Vision-Language Models

Model Size vLLM Ollama Notes
Molmo 7B 14GB [✓] Best vision performance
Gemma 3 4B-27B [✓] [✓] Excellent all-rounder
Olmo 3 32B Think 32GB [✓] Advanced reasoning, code generation
LLaVa-Next 7B-34B [ ] [✓] Planned for vLLM

Text-Only Models (via Ollama)

Llama 3.1, Mistral, Qwen 2.5, and 100+ more.

Hardware Compatibility

Platform Status Notes
NVIDIA RTX (Desktop/Laptop) [✓] Verified RTX 3080+ recommended
NVIDIA RTX (eGPU) [✓] Verified TB3/TB4 bandwidth sufficient
NVIDIA Jetson Thor [✓] Verified 128GB Unified Memory, Blackwell GPU
Apple Silicon [✓] Ollama M1/M2/M3 via Ollama
GCP L4 GPU [✓] Verified 24GB VRAM, ~$0.70/hr
Intel/AMD GPU Not supported

Development Setup

Plugin Architecture

kanoa-mlops is a plugin for the kanoa CLI. The kanoa package provides the CLI framework, and kanoa-mlops registers additional commands (serve, stop, restart) via Python entry points.
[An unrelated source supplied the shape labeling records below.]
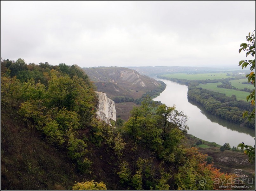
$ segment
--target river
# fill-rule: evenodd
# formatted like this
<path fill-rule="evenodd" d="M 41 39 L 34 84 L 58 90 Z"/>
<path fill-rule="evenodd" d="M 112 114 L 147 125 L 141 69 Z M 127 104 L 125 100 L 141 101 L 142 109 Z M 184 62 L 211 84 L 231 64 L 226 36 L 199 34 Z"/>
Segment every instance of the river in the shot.
<path fill-rule="evenodd" d="M 223 145 L 228 143 L 232 147 L 243 142 L 254 145 L 255 130 L 219 119 L 204 110 L 196 103 L 189 102 L 187 87 L 165 80 L 157 79 L 166 84 L 166 88 L 159 96 L 153 99 L 167 105 L 175 105 L 176 109 L 188 116 L 188 133 L 210 142 Z"/>

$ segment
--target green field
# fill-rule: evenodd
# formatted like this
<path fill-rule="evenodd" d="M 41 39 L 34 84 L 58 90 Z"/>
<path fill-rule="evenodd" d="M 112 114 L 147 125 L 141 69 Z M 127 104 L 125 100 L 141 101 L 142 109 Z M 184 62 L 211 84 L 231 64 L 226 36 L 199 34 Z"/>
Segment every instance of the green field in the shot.
<path fill-rule="evenodd" d="M 233 81 L 230 81 L 232 82 Z M 247 101 L 246 100 L 246 97 L 249 95 L 249 93 L 246 92 L 242 92 L 241 91 L 238 91 L 234 90 L 230 90 L 229 89 L 218 87 L 217 87 L 217 85 L 221 84 L 221 82 L 209 83 L 207 84 L 200 84 L 199 86 L 198 86 L 196 87 L 201 87 L 203 89 L 206 89 L 211 91 L 225 93 L 227 96 L 231 97 L 232 95 L 234 95 L 236 96 L 236 98 L 237 100 L 241 99 Z M 241 85 L 243 85 L 244 84 Z"/>
<path fill-rule="evenodd" d="M 233 86 L 238 89 L 244 89 L 245 87 L 247 87 L 251 89 L 253 89 L 254 88 L 254 87 L 252 84 L 243 84 L 242 83 L 242 82 L 248 81 L 247 79 L 246 78 L 240 80 L 230 80 L 229 81 L 231 82 L 231 86 Z"/>
<path fill-rule="evenodd" d="M 169 78 L 187 80 L 214 80 L 221 79 L 232 77 L 226 75 L 226 73 L 206 73 L 204 74 L 187 74 L 185 73 L 169 74 L 162 75 L 162 76 Z M 246 79 L 245 80 L 246 80 Z"/>

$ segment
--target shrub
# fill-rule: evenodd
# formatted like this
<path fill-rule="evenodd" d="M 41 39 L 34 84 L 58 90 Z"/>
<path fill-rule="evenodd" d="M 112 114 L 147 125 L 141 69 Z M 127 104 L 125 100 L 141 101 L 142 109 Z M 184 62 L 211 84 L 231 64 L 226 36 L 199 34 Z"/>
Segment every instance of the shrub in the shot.
<path fill-rule="evenodd" d="M 106 184 L 103 182 L 98 183 L 94 180 L 88 181 L 87 182 L 75 182 L 72 187 L 73 190 L 106 190 Z"/>
<path fill-rule="evenodd" d="M 230 147 L 230 145 L 228 143 L 225 143 L 225 144 L 223 145 L 223 146 L 224 147 L 224 148 L 226 150 L 230 150 L 231 149 Z"/>
<path fill-rule="evenodd" d="M 207 164 L 211 164 L 213 163 L 213 158 L 212 157 L 208 156 L 206 159 L 206 162 Z"/>

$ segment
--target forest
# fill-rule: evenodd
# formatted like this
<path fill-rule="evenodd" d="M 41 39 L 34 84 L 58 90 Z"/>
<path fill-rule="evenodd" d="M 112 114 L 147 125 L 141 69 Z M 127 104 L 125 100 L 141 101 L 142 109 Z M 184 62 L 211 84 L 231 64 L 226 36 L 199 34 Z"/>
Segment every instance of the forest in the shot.
<path fill-rule="evenodd" d="M 225 85 L 225 88 L 227 88 L 227 86 L 230 86 L 228 80 L 234 79 L 233 78 L 226 78 L 225 80 L 188 80 L 162 76 L 160 77 L 187 86 L 188 100 L 195 101 L 201 104 L 206 111 L 211 114 L 230 122 L 255 128 L 254 118 L 249 121 L 248 118 L 243 117 L 243 113 L 245 110 L 252 110 L 254 108 L 250 103 L 242 100 L 237 100 L 235 95 L 233 95 L 232 97 L 227 96 L 224 93 L 196 87 L 200 84 L 222 82 L 222 85 Z M 224 87 L 223 86 L 221 86 L 221 87 Z"/>
<path fill-rule="evenodd" d="M 19 58 L 2 60 L 1 70 L 2 189 L 212 190 L 243 184 L 183 144 L 187 117 L 174 106 L 145 96 L 115 128 L 96 117 L 96 88 L 78 66 Z M 239 104 L 233 104 L 225 111 Z"/>

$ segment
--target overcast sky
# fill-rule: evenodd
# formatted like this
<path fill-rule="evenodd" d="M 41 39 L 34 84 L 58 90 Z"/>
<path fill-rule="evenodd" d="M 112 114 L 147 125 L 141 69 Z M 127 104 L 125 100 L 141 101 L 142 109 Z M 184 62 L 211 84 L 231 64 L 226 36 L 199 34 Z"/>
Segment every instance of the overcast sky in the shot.
<path fill-rule="evenodd" d="M 1 57 L 82 67 L 238 66 L 255 7 L 254 1 L 1 1 Z"/>

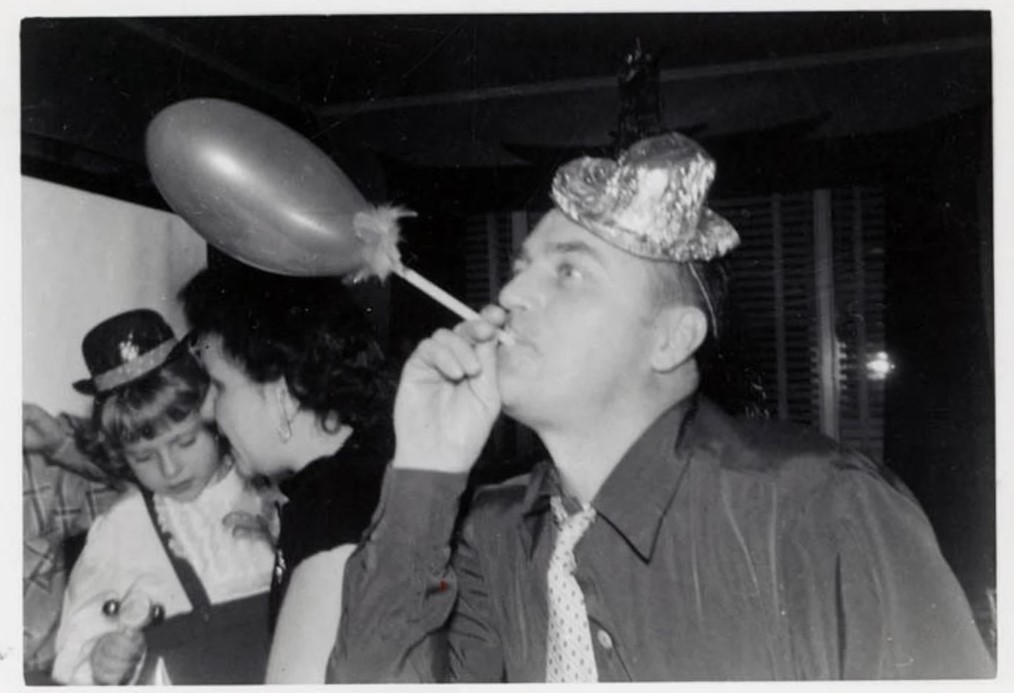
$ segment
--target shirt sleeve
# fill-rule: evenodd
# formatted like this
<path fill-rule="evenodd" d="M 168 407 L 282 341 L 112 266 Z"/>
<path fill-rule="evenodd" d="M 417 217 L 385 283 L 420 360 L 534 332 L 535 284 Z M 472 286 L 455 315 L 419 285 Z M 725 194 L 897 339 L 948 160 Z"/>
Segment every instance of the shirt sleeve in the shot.
<path fill-rule="evenodd" d="M 964 592 L 918 502 L 900 484 L 867 471 L 842 471 L 836 481 L 829 497 L 813 504 L 832 510 L 825 531 L 813 538 L 837 551 L 831 582 L 838 637 L 828 649 L 838 676 L 994 676 Z M 819 527 L 815 514 L 809 519 Z"/>
<path fill-rule="evenodd" d="M 465 485 L 465 475 L 388 470 L 373 525 L 346 566 L 329 683 L 499 680 L 467 531 L 451 559 Z"/>
<path fill-rule="evenodd" d="M 115 550 L 107 541 L 112 537 L 104 531 L 105 521 L 99 517 L 92 525 L 64 594 L 53 665 L 53 678 L 60 683 L 94 684 L 91 650 L 98 638 L 117 628 L 115 619 L 102 613 L 106 600 L 120 597 L 108 570 Z"/>

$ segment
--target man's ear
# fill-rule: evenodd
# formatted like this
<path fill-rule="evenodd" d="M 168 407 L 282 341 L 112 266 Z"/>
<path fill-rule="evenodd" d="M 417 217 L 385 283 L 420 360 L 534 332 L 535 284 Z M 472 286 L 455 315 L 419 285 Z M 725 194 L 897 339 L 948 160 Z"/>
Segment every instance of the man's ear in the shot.
<path fill-rule="evenodd" d="M 651 367 L 669 372 L 685 363 L 708 336 L 708 318 L 695 305 L 671 305 L 655 319 L 655 349 Z"/>

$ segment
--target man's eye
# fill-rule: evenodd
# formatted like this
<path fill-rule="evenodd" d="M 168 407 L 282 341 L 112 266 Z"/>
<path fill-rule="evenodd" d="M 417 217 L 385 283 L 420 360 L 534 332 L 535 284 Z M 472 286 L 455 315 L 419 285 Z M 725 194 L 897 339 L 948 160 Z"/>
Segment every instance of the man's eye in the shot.
<path fill-rule="evenodd" d="M 580 277 L 581 270 L 574 267 L 570 263 L 560 263 L 557 266 L 557 275 L 563 279 L 571 279 L 573 277 Z"/>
kanoa (CLI)  ──loads──►  kanoa-mlops (plugin)
     │                        │
     └── entry points ◄───────┘

Co-Development Setup

To develop both packages simultaneously, install both in editable mode:

# Clone both repos
git clone https://github.com/lhzn-io/kanoa.git
git clone https://github.com/lhzn-io/kanoa-mlops.git

# Create and activate environment
conda env create -f kanoa-mlops/environment.yml
conda activate kanoa-mlops

# Install BOTH packages in editable mode
pip install -e ./kanoa           # Provides 'kanoa' CLI
pip install -e ./kanoa-mlops     # Registers plugin commands

# Verify
kanoa --help  # Should show: serve, stop, restart

Why both? The kanoa package provides the CLI entry point. The kanoa-mlops package registers its commands as plugins. Both must be installed for the full CLI to work.

Quick Reinstall

If you switch conda environments or commands are missing:

pip install -e /path/to/kanoa -e /path/to/kanoa-mlops

Prerequisites

  • Docker and Docker Compose
  • NVIDIA GPU + Drivers (for vLLM)
  • Python 3.11+

WSL2/eGPU Users: See the Local GPU Setup Guide for platform-specific instructions.

Roadmap

  • [✓] Ollama integration (Dec 2025)
  • [✓] CLI plugin system (Dec 2025)
  • [✓] NVIDIA DCGM monitoring (Dec 2025)
  • [✓] NVIDIA Jetson Thor support (Dec 2025)
  • PostgreSQL + pgvector for RAG
  • Kubernetes / Helm charts
  • NVIDIA Jetson Orin support

Contributing

We welcome contributions! See CONTRIBUTING.md for guidelines.

Pro Tip: We find Claude Code to be an excellent DevOps buddy for this project. If you use AI tools, just remember our Human-in-the-Loop policy.

License

MIT License — see LICENSE for details.